Dans plusieurs de ses livres, Peter Navarro cite abondamment un soi-disant expert, Ron Vara, présenté comme un économiste de Harvard, vétéran et investisseur à succès. Problème : Ron Vara n’existe pas. Il s’agit d’un personnage fictif, dont le nom est l’anagramme de… Navarro. Un détail pour Navarro, qui a tenté de minimiser l’affaire en parlant d’un simple “dispositif fantaisiste”. Mais si cette révélation n’est pas neuve puisqu’elle date de 2019, elle est revenue sur le devant de la scène ce week-end et est depuis quelques jours devenue virale. Depuis que le 5 avril, la journaliste Rachel Maddow est revenu sur ce sujet sur la chaîne MSNBC. L’extrait, intitulé «L’histoire réelle et ridicule derrière le plan tarifaire qui a fait de Donald Trump une catastrophe mondiale» compte désormais plusieurs millions de vues, notamment sur YouTube et Threads.
La vieille révélation met, si besoin, encore un peu plus en lumière le peu d’assises scientifique derrière les assauts Trumpiens contre les droits de douane. Les chiffres fantaisistes lors de conférences de presse n’en étant que le dernier exemple fracassant en date.
La forte réaction des marchés face à l’escalade de la guerre commerciale a d’ailleurs fait monter les tensions dans le camp Trump d’un sérieux cran. Musk s’en est pris violemment à Navarro ce week-end, sans trop de conséquences.

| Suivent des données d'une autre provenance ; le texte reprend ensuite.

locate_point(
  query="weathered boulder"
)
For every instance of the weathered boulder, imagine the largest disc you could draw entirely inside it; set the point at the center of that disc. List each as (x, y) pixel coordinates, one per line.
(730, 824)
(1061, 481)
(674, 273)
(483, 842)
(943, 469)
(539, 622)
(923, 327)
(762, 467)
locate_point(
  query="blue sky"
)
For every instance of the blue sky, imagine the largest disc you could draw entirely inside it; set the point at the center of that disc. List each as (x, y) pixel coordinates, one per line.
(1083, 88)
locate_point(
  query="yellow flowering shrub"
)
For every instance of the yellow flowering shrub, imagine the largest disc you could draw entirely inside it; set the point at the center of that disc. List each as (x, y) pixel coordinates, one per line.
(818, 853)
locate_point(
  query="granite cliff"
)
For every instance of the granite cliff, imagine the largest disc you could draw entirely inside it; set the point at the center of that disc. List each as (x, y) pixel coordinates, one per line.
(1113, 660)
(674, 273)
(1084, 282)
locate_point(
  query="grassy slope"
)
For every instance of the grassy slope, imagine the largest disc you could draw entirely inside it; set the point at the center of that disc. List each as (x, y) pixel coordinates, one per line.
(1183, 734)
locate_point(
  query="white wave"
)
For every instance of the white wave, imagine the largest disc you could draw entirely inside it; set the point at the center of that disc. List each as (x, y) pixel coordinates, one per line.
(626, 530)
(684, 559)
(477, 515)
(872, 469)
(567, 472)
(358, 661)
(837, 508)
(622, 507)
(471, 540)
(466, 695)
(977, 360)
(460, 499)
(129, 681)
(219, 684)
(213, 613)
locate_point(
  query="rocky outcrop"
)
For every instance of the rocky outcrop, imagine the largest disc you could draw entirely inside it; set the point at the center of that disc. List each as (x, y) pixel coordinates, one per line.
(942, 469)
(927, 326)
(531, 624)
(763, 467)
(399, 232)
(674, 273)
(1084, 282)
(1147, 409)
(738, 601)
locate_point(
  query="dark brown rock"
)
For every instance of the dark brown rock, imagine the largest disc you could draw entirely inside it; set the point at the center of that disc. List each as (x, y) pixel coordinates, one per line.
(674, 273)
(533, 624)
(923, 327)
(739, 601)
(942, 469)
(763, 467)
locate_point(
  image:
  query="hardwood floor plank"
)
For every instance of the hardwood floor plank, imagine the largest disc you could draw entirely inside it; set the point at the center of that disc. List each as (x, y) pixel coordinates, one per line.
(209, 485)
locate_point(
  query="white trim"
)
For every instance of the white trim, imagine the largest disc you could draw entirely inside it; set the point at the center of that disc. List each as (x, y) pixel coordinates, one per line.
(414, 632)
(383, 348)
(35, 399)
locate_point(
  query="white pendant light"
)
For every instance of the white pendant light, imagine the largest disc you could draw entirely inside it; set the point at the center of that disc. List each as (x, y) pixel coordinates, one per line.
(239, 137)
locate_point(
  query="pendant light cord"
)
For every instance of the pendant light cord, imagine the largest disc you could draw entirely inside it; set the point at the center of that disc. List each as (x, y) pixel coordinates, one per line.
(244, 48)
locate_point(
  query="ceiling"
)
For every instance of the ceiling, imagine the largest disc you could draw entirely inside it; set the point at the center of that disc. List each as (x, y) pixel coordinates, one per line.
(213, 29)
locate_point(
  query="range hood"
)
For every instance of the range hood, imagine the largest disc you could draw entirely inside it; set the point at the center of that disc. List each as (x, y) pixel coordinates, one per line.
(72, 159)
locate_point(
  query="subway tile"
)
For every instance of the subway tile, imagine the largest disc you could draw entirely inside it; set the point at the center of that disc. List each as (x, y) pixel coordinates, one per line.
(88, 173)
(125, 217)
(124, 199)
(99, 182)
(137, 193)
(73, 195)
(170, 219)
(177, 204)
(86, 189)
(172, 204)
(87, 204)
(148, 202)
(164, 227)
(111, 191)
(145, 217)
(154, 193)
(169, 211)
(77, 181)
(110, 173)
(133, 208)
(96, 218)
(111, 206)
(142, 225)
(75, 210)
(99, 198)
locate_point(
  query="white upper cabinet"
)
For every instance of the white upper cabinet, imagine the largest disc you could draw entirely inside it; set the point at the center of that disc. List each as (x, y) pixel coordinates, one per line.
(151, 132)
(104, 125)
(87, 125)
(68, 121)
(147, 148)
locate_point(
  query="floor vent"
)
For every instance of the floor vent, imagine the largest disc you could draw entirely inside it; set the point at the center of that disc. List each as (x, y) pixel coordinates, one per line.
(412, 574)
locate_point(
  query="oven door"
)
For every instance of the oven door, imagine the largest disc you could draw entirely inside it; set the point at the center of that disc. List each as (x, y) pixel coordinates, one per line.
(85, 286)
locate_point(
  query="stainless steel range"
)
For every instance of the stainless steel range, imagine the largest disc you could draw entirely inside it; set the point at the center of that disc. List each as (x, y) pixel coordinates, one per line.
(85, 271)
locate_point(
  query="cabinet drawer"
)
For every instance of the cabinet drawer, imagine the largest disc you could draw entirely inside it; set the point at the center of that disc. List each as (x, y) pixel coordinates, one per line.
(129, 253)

Il n’empêche que celui que Trump appelle affectueusement « mon Peter » pourrait bien rapidement se trouver dans une position nettement moins confortable. Car si les signes qu’un avenir riant attend les Etats-Unis au sortir de cette guerre commerciale se font trop attendre, le précieux conseiller pourrait bien se transformer en réel boulet. Car même pour une Maison Blanche critiquée pour sa relation ambivalente aux faits, invoquer un expert imaginaire pour justifier des décisions économiques aux conséquences mondiales pourrait bien être le pas de trop.